It has long been questioned whether
antibiotics, used as a supplement to traditional
therapy, provide any lasting benefit in the treatment of
chronic periodontitis. This study was designed to evaluate
Spiramycin as an adjunct to scaling and
root planing in the treatment of advanced
chronic periodontitis. In total, 193 patients with advanced
periodontitis were recruited in seven centres using selection criteria previously described. After undergoing thorough scaling and
root planing, all patients randomly received either
Spiramycin, 1,500,000 international units, twice per day (IU, bid) for 14 days (96 patients), or a visually-identical placebo
capsule (97 patients). The clinical parameters measured were plaque index, crevicular fluid level, probing depths,
bleeding on probing and attachment level changes. Data was recorded at baseline, two-, eight-, 12- and 24-weeks visits. A total of 189 patients completed the study (96 placebo, 93
Spiramycin). Statistically significant differences in probing depth, favoring
Spiramycin, were seen at two weeks (p < 0.0125), eight weeks (p < 0.0020), 12 weeks (p < 0.0032) and 24 weeks (p < 0.0075).

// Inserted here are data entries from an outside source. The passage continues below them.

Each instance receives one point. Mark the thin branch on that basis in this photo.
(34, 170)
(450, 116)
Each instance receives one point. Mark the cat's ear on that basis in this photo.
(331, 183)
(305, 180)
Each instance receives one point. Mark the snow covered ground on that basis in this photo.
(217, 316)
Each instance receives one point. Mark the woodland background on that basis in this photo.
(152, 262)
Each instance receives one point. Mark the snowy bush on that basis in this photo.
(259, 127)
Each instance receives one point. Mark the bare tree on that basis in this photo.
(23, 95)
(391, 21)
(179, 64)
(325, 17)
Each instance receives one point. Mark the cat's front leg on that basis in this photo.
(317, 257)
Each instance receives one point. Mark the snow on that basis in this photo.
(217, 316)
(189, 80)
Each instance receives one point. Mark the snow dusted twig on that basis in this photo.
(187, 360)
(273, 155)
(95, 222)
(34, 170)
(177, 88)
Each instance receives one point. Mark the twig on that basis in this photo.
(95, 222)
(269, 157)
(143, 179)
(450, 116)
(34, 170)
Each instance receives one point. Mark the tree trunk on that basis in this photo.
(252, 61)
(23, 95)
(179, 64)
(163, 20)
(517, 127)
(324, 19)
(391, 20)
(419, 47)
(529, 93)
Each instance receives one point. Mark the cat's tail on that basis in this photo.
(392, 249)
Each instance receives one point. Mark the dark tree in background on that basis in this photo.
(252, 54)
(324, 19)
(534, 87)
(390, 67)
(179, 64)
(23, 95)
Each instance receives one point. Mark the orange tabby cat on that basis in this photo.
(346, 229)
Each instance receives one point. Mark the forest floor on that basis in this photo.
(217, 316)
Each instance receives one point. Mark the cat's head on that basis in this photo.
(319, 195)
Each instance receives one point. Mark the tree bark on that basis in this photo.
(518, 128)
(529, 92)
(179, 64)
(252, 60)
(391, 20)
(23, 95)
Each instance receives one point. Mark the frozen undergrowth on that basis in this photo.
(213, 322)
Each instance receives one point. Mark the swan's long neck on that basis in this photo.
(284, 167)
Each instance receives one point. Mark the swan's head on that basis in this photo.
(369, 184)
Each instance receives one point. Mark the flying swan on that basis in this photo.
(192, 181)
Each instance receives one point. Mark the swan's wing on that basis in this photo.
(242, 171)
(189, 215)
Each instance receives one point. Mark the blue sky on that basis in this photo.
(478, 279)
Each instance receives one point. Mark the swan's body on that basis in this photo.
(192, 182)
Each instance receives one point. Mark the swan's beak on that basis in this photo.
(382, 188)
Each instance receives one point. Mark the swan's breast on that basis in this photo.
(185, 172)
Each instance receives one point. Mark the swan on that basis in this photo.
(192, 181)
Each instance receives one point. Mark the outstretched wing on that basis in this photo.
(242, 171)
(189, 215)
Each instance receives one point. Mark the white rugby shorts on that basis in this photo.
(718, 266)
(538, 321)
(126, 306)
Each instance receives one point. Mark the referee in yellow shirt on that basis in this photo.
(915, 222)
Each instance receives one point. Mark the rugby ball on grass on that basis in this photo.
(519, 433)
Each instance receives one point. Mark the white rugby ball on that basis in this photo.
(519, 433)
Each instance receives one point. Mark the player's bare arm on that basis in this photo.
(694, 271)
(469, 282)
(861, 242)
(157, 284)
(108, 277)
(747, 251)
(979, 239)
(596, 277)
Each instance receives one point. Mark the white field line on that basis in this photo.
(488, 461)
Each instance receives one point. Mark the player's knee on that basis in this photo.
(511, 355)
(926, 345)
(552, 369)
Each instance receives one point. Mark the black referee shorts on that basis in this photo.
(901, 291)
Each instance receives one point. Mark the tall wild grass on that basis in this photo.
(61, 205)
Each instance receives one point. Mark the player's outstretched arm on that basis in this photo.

Spiramycin also produced a significant improvement in attachment level at 12 weeks (p < 0.0146). All other clinical parameters showed no difference between
drug and placebo. This study shows that
Spiramycin, as an adjunct to thorough scaling and
root planing, provides a statistically significant improvement in probing depths for up to 24 weeks when compared with scaling and
root planing alone. Both longer studies and microbiologic evaluations are necessary to determine whether a more lasting benefit is possible.